Consumer theory is the study of how people decide to spend their money based on their individual preferences and budget constraints. A branch of microeconomics, consumer theory shows how individuals make choices subject to how much income they have available to spend and the prices of goods and services.1
Understanding how consumers operate makes it easier for vendors to predict which of their products will sell more and enables economists to get a better grasp of the invisible hand, the unseen forces that shape the economy.
KEY TAKEAWAYS
- Consumer theory is the study of how people decide to spend their money based on their individual preferences and budget constraints.
- Building a better understanding of individuals’ tastes and incomes is important, because these factors impact the shape of the overall economy.
- Consumer theory is useful but is not flawless, as it is based on a number of assumptions about human behavior.
Understanding Consumer Theory
Individuals have the freedom to choose between different bundles of goods and services. Consumer theory seeks to predict their purchasing patterns by making the following three basic assumptions about human behavior:2
- Utility maximization—Individuals are said to make calculated decisions when shopping, purchasing products that bring them the greatest benefit, otherwise known in economic terms as maximum utility.
- Non-satiation—People are seldom satisfied with one trip to the shops and always want to consume more.
- Decreasing marginal utility—Consumers lose satisfaction in a product the more they consume it.
Working through examples and/or cases, consumer theory usually requires the following inputs:
- A full set of consumption options
- How much utility a consumer derives from each bundle in the set of options
- A set of prices assigned to each bundle
- Any initial bundle that the consumer currently holds
Advantages of Consumer Theory
Building a better understanding of individuals’ tastes and incomes is important, because it has a big bearing on the demand curve, which is the relationship between the price of a good or service and the quantity demanded for a given period of time, and on the shape of the overall economy.
Consumer spending drives a significantly large chunk of gross domestic product (GDP) in the United States.3 If people cut down on purchases, then demand for goods and services will fall, squeezing company profits, the labor market, investment, and many other things that make the economy tick.
Example of Consumer Theory
Let’s look at an example. Kyle is a consumer with a budget of $200 who must choose how to allocate his funds between pizza and video games (the bundle of goods). If a pizza costs $10 and a video game cost $50, Kyle could buy 20 pizzas, or four video games, or five pizzas and three video games. Alternatively, he could keep all $200 in his pocket.
How can an outsider predict how Kyle is most likely to spend his money? Consumer theory can help give an answer to this question.
Limitations of Consumer Theory
Challenges to developing a practical formula for this situation are numerous. For instance, as behavioral economics points out, people are not always rational and are occasionally indifferent to the choices available.

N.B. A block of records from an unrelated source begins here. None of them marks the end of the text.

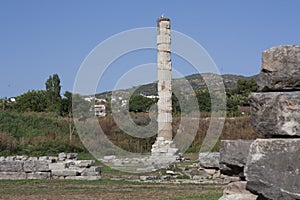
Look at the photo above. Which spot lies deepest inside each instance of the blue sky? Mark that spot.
(40, 38)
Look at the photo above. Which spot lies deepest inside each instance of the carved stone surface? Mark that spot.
(280, 69)
(13, 175)
(273, 168)
(11, 166)
(164, 85)
(209, 160)
(233, 156)
(36, 166)
(276, 113)
(237, 191)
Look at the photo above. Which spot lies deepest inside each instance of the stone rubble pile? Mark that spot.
(272, 168)
(190, 172)
(65, 166)
(273, 165)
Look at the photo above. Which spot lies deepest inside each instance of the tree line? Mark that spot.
(50, 99)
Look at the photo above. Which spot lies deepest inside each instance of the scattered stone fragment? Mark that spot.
(237, 191)
(276, 113)
(209, 160)
(280, 69)
(233, 156)
(273, 168)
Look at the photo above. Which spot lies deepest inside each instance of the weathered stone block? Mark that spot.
(237, 191)
(87, 178)
(273, 168)
(280, 69)
(72, 156)
(36, 166)
(57, 166)
(66, 172)
(13, 175)
(11, 166)
(276, 113)
(209, 160)
(39, 175)
(233, 156)
(84, 163)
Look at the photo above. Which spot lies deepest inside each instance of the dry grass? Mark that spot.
(104, 189)
(234, 128)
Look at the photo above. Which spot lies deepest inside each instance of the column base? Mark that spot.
(165, 149)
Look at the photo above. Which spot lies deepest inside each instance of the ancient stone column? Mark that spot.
(164, 150)
(164, 79)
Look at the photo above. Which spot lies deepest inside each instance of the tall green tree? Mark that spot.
(53, 92)
(34, 101)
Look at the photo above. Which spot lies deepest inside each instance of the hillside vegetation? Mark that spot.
(40, 122)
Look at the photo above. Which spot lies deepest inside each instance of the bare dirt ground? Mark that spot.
(104, 189)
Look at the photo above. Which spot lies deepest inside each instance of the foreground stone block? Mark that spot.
(92, 171)
(237, 191)
(276, 113)
(87, 178)
(57, 166)
(36, 166)
(66, 172)
(11, 166)
(13, 175)
(209, 160)
(273, 168)
(84, 163)
(233, 156)
(280, 69)
(39, 175)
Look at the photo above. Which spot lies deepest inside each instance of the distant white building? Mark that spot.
(99, 110)
(149, 96)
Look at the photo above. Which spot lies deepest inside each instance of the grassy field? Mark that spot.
(104, 189)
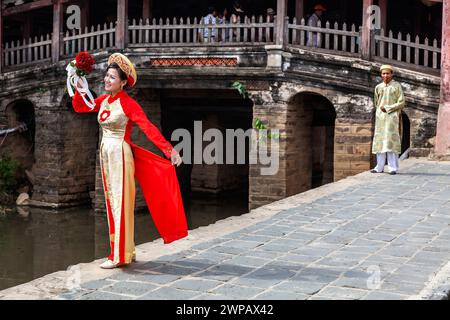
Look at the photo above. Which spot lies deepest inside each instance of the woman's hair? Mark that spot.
(122, 75)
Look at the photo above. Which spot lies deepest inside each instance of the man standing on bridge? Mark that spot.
(389, 101)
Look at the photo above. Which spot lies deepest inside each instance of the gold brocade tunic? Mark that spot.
(117, 164)
(387, 124)
(116, 116)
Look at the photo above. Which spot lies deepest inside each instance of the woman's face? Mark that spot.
(113, 83)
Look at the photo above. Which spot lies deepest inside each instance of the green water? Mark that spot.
(35, 242)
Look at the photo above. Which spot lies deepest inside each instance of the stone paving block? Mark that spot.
(208, 244)
(300, 286)
(170, 269)
(401, 287)
(316, 274)
(281, 295)
(275, 247)
(213, 256)
(313, 251)
(100, 295)
(167, 293)
(237, 292)
(343, 293)
(157, 278)
(215, 275)
(274, 231)
(298, 259)
(96, 284)
(302, 237)
(130, 288)
(248, 261)
(195, 284)
(399, 251)
(381, 295)
(264, 277)
(230, 269)
(226, 249)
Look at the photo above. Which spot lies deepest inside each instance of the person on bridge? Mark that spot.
(389, 101)
(121, 161)
(313, 21)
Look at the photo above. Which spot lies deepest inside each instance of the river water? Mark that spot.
(35, 242)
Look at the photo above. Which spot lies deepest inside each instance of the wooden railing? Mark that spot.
(28, 52)
(336, 38)
(388, 48)
(102, 37)
(180, 32)
(254, 31)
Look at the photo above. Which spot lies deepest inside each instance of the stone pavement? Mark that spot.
(371, 236)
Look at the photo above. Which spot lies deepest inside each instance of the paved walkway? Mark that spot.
(372, 236)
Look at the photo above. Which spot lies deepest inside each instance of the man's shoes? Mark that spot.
(108, 264)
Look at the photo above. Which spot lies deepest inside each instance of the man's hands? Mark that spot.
(175, 157)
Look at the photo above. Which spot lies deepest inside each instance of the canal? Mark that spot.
(35, 242)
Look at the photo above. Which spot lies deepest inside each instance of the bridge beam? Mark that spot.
(122, 24)
(366, 31)
(442, 148)
(147, 9)
(280, 24)
(299, 9)
(57, 35)
(1, 39)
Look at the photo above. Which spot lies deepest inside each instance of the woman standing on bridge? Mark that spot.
(121, 160)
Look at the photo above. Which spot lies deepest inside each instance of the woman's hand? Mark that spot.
(175, 157)
(80, 88)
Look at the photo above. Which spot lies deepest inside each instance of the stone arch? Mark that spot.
(310, 147)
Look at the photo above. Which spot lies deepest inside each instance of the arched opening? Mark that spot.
(218, 189)
(311, 146)
(405, 132)
(17, 140)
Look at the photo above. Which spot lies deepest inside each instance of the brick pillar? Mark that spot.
(264, 189)
(352, 146)
(1, 39)
(64, 153)
(150, 102)
(442, 148)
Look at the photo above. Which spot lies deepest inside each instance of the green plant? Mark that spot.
(8, 174)
(258, 124)
(239, 86)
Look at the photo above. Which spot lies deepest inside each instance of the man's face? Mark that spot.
(386, 75)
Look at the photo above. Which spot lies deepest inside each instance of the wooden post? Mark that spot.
(299, 10)
(1, 38)
(57, 36)
(383, 11)
(147, 9)
(84, 18)
(366, 31)
(442, 148)
(122, 24)
(280, 22)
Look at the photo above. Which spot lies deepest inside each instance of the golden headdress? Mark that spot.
(126, 66)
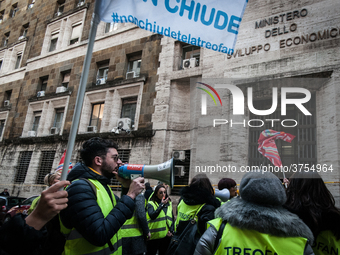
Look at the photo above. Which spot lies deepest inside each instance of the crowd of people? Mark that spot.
(86, 217)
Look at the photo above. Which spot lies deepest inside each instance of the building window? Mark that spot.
(45, 166)
(14, 10)
(80, 3)
(76, 32)
(109, 27)
(60, 7)
(36, 120)
(8, 95)
(43, 84)
(58, 118)
(6, 39)
(190, 56)
(134, 63)
(54, 41)
(302, 150)
(102, 74)
(18, 61)
(129, 109)
(97, 115)
(2, 126)
(24, 31)
(66, 78)
(24, 162)
(124, 156)
(31, 4)
(2, 15)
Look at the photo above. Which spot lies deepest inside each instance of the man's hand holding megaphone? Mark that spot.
(136, 186)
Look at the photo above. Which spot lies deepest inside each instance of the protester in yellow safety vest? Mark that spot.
(309, 198)
(148, 191)
(160, 218)
(135, 231)
(94, 216)
(25, 235)
(199, 193)
(257, 223)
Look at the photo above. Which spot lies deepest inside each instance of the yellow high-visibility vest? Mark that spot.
(76, 244)
(326, 243)
(160, 226)
(244, 241)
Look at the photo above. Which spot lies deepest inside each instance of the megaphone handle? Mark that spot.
(134, 176)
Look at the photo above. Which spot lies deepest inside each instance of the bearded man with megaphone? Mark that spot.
(93, 219)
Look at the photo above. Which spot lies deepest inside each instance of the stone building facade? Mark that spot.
(281, 44)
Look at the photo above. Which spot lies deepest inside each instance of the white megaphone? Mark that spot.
(163, 172)
(223, 194)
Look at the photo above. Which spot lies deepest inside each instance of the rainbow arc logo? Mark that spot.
(204, 97)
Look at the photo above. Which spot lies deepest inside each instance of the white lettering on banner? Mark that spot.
(212, 25)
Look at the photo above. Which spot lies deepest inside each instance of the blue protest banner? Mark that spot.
(212, 24)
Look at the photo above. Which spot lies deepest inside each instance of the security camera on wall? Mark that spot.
(116, 130)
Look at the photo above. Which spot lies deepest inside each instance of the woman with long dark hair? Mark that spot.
(160, 220)
(309, 198)
(197, 203)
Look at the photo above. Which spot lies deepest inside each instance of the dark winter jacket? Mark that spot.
(275, 221)
(83, 212)
(260, 209)
(153, 214)
(16, 237)
(148, 192)
(194, 196)
(137, 244)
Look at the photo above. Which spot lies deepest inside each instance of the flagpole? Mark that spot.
(81, 91)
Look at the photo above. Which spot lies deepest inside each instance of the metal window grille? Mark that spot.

4 Some decisions are particularly difficult to make because consumers are not familiar with the products. There could also be an emotional component involved in the decision-making process that cannot be captured in an economic function.

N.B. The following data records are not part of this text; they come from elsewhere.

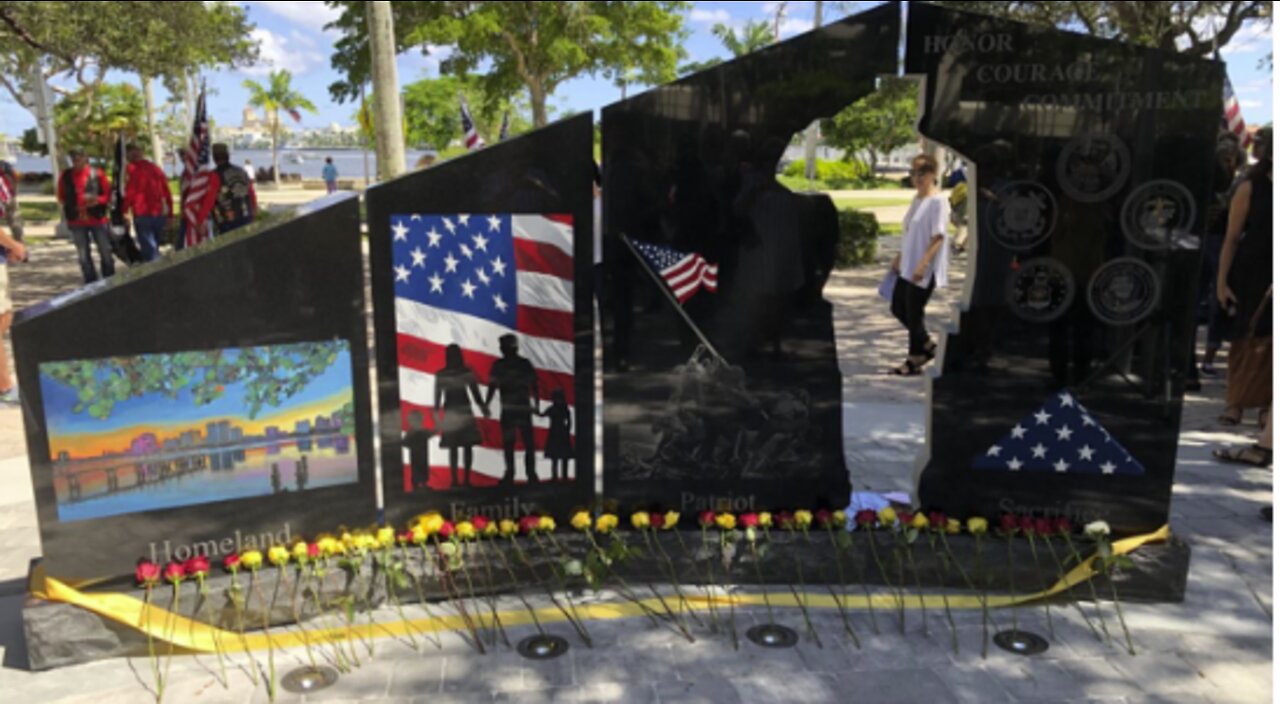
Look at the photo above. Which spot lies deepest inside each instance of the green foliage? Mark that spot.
(859, 234)
(877, 123)
(754, 36)
(1169, 24)
(533, 46)
(833, 174)
(92, 120)
(270, 374)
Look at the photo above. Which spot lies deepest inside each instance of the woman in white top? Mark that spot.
(922, 264)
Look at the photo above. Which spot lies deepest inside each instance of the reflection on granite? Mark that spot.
(1093, 165)
(731, 397)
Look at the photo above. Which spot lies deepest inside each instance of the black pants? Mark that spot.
(909, 301)
(524, 425)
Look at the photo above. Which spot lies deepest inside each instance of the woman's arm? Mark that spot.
(1239, 213)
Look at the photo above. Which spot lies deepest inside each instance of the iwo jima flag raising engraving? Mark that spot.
(472, 280)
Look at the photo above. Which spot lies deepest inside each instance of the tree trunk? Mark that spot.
(388, 128)
(538, 103)
(149, 103)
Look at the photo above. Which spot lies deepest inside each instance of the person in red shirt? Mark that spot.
(147, 199)
(85, 193)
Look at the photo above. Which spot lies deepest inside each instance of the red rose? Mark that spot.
(146, 574)
(174, 572)
(196, 567)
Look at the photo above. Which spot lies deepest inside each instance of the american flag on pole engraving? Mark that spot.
(1061, 438)
(469, 280)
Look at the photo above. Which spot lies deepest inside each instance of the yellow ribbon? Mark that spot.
(195, 636)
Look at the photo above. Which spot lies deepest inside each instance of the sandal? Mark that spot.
(906, 369)
(1255, 456)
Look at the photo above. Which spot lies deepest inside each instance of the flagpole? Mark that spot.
(666, 291)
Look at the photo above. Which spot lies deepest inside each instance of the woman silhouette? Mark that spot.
(457, 424)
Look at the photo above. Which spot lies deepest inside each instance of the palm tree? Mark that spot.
(278, 95)
(755, 35)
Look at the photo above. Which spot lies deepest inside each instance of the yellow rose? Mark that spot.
(385, 538)
(432, 524)
(251, 560)
(887, 516)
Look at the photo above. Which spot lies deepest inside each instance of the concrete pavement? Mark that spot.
(1216, 647)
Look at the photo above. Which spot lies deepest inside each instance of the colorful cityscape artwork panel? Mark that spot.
(150, 432)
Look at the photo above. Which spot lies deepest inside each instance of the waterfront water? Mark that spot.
(350, 163)
(115, 488)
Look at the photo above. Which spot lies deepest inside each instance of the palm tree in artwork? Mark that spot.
(275, 96)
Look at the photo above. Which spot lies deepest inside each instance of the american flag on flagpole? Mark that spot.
(1061, 438)
(469, 127)
(469, 280)
(197, 164)
(685, 273)
(1233, 118)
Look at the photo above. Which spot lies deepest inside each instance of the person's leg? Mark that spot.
(103, 236)
(81, 237)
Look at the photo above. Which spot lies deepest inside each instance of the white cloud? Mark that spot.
(297, 55)
(307, 14)
(709, 17)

The many assumptions made by consumer theory have caused it to come under criticism. While its observations may be valid in a perfect world, in reality, there are numerous variables that can expose as flawed the process of simplifying spending habits.
4Going back to the example of Kyle, figuring out how he will spend his $200 is not as clear-cut as it might seem at first. Economics assumes that he understands his preferences for pizza and video games and can decide how much of each he wants to purchase. It also presumes that there are enough video games and pizzas available to satisfy Kyle’s choices. Of course, none of these assumptions may be correct, even if generally they are.

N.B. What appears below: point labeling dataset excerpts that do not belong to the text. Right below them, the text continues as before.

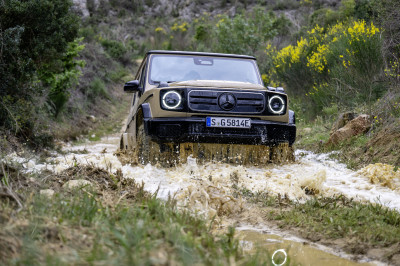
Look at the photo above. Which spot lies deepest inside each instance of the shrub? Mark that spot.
(338, 65)
(114, 48)
(34, 37)
(97, 88)
(245, 34)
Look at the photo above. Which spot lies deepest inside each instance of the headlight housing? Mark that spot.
(171, 100)
(276, 104)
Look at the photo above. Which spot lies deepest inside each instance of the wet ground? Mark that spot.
(207, 190)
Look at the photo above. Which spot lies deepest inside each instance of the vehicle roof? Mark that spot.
(200, 54)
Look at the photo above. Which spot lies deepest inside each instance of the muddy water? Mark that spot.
(297, 251)
(207, 188)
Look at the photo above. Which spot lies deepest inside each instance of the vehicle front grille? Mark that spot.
(207, 101)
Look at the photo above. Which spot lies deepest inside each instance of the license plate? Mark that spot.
(231, 122)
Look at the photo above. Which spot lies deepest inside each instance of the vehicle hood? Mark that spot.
(218, 84)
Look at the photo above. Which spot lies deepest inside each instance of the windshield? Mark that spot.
(171, 68)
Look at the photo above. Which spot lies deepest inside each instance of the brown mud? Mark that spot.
(169, 154)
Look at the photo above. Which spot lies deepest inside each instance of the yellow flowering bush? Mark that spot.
(339, 63)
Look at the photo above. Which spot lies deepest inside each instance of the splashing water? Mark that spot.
(206, 187)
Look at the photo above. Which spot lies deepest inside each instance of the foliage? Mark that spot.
(34, 36)
(97, 88)
(60, 83)
(339, 65)
(114, 48)
(244, 34)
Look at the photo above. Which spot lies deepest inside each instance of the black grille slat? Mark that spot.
(207, 101)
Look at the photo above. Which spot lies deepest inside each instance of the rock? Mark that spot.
(77, 183)
(47, 193)
(342, 121)
(357, 126)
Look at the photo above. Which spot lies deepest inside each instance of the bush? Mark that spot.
(97, 88)
(340, 65)
(34, 37)
(114, 48)
(245, 34)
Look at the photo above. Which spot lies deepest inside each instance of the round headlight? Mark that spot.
(172, 100)
(276, 104)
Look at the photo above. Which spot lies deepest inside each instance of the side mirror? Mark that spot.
(131, 86)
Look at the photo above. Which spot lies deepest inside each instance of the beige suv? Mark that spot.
(194, 97)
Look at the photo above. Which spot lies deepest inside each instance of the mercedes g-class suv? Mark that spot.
(195, 98)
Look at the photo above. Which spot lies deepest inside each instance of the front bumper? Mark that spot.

What does consumer theory tell us?
Consumer theory attempts to predict how people will spend their money by looking at their budget constraints and individual preferences. Its weakness is that it assumes that people will always make rational choices.
Why is consumer theory important?
Because consumer spending is the engine of the U.S. economy, understanding how consumers may spend their hard-earned money helps businesses decide where to allocate their resources.
What is the demand curve?
The demand curve looks at the relationship between the cost of a good or service and the amount needed to satisfy consumer consumption over a stated period of time. It helps determine the shape of the economy.